How is a fuzzy wall puzzle going to help develop my child’s handwriting?
Many children have seriously gone off handwriting by the time they get to see the occupational therapist. Clara is 7 years old and can tell that her writing is really messed up when compared to her school friends’ writing. The teacher has tried her usual strategies which have worked well for other children, but Clara’s parents are now in school wanting to sort this.
Setting Goals gives us all something to work towards, but what type of goals will make the difference?
I’m sure you know that by getting to the root of handwriting difficulties it helps us know what to tackle first. Many of these handwriting difficulties may have a basis in how the body uses sensory information.
Here are some questions to think about:
- Can Clara actually feel the pencil properly in the fingers using touch sensation? This is called tactile discrimination
- Can Clara actually tell the position of her body in the first place? That’s the position, movement and force of her shoulder, arm, hand and fingers. This is called proprioception.
- Can Clara make sense of the visual images on the page – can she interpret and make sense of the letter shapes or see how the shapes relate to each other. These are difficulties in visual discrimination and figure – ground perception.
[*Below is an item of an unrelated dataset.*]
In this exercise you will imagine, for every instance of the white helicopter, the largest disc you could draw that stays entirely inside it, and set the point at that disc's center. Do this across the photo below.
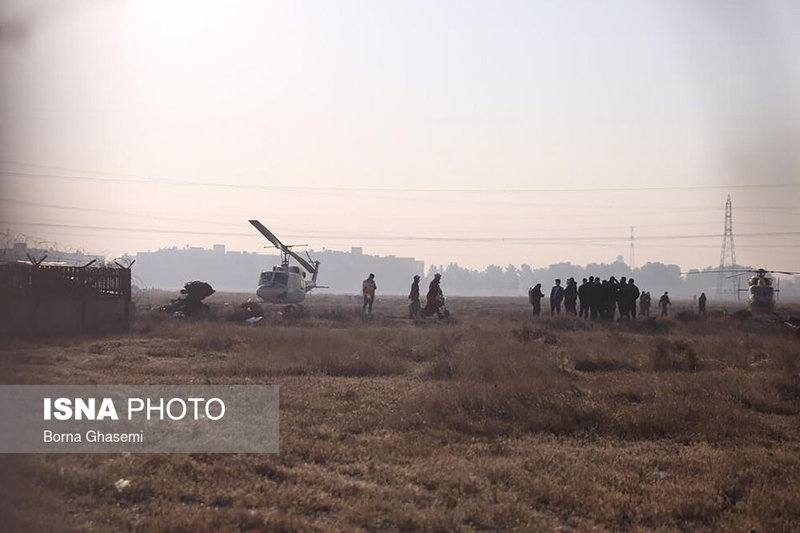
(761, 290)
(285, 284)
(761, 294)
- Clara may have difficulties planning and organising her pencil and paper on the desk and initiating and planning how she writes. This is called poor motor planning or “praxis”
Clara might be struggling to get into that ” just right” frame of mind where she can concentrate. She might be very distracted by the sounds and busyness of the classroom. She might need to keep fidgeting and need to move around. This is called sensory modulation or sensory reactivity
I thought this blog was about the puzzle panel and setting goals, right?
Yes, it is! I said the goal gives us all something to work towards. By talking with Clara, her teacher and parents everyone agreed that being able to write five words neatly on the line would be a great goal.
That’s a functional goal because that’s what you can see, and it makes a difference to everyday life.
How do we achieve that? Do Clara’s difficulties have a sensory basis? ( Have a look at the answers to those questions above) How we tackle the underlying sensory need forms our sensory based goal.
Sensory-based goal = PROXIMAL goal
Functional goal = DISTAL goal
In Clara’s case , she struggles to know what her body is doing ( proprioception) and has difficulty knowing where shapes lie in relation to each other ( figure-ground perception)
In starting to work on the PROXIMAL ( sensory goals) the puzzle panel would be very handy!
Clara’s proximal goals could be ( 1) to improve her awareness of her body position in space by developing trunk control in a kneeling position with shoulders raised, and (2) to improve her ability to position shapes in relation to each other by copying a pattern of shapes onto a board.
See how the puzzle panel could be used now?
Clara’s distal goal could be to see if she can write 5 words keeping them on the line. That’s what everyone is hoping for. Bring out the puzzle panel.